- Disease: COVID-19
- Pathogen: SARS-CoV-2
- Location: Jiangxi, China
- First outbreak: Wuhan, Hubei
- Arrival date: 2020
- Confirmed cases: 957
- Active cases: 14
- Recovered: 943
- Deaths: 1

= COVID-19 pandemic in Jiangxi =

The COVID-19 pandemic reached the province of Jiangxi, China.

==Statistics==

| Division | Active | Confirmed | Deceased | Recovered |
| Jiangxi | 14 | 957 | 1 | 943 |
| Nanchang | 0 | 231 | 0 | 231 |
| Overseas import | 0 | 6 | 0 | 6 |
| Xinyu | 0 | 0 |
| Shangrao | 14 | 0 |
| Jiujiang | 0 | 0 |
| Yichun, Jiangxi | 0 | 0 |
| Ganzhou | 0 | 76 | 1 | 75 |
| Fuzhou, Jiangxi | 0 | 0 |
| Pingxiang | 0 | 0 |
| Ji'an | 0 | 0 |
| Yingtan | 0 | 0 |
| Jingdezhen | 0 | 6 | 0 | 6 |
| Ganjiang New Area | 0 | 1 | 0 | 1 |

==Timeline==
===2020===
On January 23, Jiangxi Province reported 1 new confirmed case, which was a severe case, and it was also the first confirmed case reported in Nanchang City.

On January 24, Jiangxi Province reported 4 new confirmed cases, including 1 in Nanchang, 1 in Ji'an, 1 in Jiujiang, and 1 in Xinyu.

On January 25, Jiangxi Province reported 11 new confirmed cases, including 3 in Fuzhou, 2 in Ganzhou, 2 in Shangrao, 1 in Nanchang, 1 in Jiujiang, 1 in Jingdezhen, and 1 in Yichun; Jingdezhen City, Ganzhou City, Yichun City, and Shangrao City were the first confirmed cases.

On January 26, Jiangxi Province reported 18 new confirmed cases (including 2 severe cases), including 5 cases in Ganzhou City, 4 cases in Yichun City, 4 cases in Shangrao City, 2 cases in Fuzhou City, 1 case in Nanchang City, and 1 case in Pingxiang City with 1 case in Ji'an City.

On January 28, Jiangxi Province reported 24 new confirmed cases and 2 cured and discharged cases.
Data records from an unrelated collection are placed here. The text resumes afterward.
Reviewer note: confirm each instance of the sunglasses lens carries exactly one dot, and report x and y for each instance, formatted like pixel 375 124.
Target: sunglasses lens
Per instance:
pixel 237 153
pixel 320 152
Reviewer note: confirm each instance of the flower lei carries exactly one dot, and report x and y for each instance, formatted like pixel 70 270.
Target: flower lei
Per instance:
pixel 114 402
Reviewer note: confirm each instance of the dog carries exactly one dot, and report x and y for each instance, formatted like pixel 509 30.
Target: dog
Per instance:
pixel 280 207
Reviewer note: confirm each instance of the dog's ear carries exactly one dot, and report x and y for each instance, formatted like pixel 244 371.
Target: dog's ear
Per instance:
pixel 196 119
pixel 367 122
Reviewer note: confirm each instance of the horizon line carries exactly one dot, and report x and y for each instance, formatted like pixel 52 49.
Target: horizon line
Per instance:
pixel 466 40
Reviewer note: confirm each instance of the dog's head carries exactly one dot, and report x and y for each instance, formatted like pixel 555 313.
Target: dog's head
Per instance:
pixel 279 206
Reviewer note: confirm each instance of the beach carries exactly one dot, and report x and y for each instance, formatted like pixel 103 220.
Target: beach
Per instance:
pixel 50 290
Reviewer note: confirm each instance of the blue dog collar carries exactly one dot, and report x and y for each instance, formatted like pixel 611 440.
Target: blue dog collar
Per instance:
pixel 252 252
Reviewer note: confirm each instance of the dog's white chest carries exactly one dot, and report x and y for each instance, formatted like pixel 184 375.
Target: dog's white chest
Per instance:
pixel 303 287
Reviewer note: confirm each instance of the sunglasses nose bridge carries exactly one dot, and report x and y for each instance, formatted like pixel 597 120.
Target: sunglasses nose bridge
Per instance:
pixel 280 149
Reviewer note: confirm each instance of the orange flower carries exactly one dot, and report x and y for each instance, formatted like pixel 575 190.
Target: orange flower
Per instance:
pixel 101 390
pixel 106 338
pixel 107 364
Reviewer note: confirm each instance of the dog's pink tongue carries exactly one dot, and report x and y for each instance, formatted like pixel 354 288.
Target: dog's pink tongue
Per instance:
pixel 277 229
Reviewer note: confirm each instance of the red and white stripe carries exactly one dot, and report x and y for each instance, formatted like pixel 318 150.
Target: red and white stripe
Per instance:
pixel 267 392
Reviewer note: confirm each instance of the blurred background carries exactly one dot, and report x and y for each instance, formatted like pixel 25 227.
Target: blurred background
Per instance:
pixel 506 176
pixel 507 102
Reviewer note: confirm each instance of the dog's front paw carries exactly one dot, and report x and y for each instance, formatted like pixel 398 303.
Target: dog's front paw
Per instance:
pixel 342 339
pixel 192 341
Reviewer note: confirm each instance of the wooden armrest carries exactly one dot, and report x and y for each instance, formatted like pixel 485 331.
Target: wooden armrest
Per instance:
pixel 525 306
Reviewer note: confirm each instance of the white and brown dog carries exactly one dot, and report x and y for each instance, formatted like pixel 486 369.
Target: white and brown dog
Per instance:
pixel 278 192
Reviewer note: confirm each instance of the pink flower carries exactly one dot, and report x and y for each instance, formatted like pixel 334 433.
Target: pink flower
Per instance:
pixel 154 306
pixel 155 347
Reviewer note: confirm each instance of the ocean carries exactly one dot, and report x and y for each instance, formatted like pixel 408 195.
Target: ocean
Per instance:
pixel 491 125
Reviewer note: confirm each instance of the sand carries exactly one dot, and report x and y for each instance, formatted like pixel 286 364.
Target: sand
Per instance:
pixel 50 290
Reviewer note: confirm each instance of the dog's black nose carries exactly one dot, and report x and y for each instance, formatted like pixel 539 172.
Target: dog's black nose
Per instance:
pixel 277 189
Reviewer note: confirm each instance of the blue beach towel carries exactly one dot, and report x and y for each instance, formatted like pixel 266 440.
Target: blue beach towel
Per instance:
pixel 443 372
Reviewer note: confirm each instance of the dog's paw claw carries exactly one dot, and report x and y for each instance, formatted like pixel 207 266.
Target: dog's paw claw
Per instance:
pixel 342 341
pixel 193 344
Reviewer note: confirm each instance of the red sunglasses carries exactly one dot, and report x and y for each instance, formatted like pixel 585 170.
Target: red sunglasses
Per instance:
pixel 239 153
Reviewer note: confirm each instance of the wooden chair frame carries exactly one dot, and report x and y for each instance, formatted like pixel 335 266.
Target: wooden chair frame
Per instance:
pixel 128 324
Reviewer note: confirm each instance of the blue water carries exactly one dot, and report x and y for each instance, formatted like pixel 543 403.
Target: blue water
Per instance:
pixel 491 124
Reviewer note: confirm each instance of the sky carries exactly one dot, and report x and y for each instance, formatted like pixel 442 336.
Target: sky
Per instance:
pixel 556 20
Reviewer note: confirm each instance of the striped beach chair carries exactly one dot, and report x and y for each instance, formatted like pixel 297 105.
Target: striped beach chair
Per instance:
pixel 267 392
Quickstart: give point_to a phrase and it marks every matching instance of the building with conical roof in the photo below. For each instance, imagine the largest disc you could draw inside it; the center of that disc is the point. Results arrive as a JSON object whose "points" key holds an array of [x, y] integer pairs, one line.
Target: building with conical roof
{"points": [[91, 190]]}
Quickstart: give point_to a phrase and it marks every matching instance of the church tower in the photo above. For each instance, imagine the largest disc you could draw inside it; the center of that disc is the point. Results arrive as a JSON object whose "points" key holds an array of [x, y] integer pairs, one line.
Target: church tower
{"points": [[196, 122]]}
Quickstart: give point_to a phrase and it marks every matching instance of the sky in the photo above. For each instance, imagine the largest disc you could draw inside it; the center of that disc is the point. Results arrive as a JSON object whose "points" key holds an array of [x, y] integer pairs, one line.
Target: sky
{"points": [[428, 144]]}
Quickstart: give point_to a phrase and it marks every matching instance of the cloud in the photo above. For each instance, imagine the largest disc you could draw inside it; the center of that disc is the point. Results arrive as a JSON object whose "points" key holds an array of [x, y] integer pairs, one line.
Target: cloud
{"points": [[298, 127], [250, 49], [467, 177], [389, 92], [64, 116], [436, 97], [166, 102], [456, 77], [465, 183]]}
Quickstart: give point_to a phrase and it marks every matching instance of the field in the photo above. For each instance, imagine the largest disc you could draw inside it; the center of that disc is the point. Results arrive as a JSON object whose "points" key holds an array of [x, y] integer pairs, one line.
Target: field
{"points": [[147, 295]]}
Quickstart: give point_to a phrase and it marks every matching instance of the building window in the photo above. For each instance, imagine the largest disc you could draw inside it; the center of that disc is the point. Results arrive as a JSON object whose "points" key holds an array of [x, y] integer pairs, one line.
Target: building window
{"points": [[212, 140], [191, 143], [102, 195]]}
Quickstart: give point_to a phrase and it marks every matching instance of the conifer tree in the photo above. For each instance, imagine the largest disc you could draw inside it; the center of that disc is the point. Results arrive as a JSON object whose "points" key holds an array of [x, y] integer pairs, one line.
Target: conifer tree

Among the newly confirmed cases, there were 9 in Nanchang, 5 in Jiujiang, 4 in Yichun, 3 in Ganzhou, 1 in Yingtan, 1 in Shangrao, and 1 in Fuzhou. Yingtan reported the first confirmed case. Among the discharged cases, 1 in Ji'an City and 1 in Pingxiang City.

On January 30, Jiangxi Province reported 53 new confirmed cases of pneumonia caused by a new type of coronavirus. Among the newly confirmed cases, 21 were in Nanchang, 15 in Jiujiang, 5 in Ganzhou, 4 in Fuzhou, 3 in Pingxiang, 2 in Yingtan, 2 in Shangrao, and 1 in Ji'an.

On January 31, Jiangxi Province reported 78 new confirmed cases of new coronavirus-infected pneumonia and 4 new discharged cases. Among the newly confirmed cases, 21 were in Nanchang, 17 in Xinyu, 12 in Yichun, 11 in Jiujiang, 6 in Ganzhou, 3 in Pingxiang, 3 in Ji'an, 2 in Fuzhou, and 1 in Jingdezhen, 1 case in Yingtan City, and 1 case in Shangrao City. Among the newly discharged cases, 1 was in Nanchang, 1 in Jingdezhen, 1 in Xinyu, and 1 in Shangrao.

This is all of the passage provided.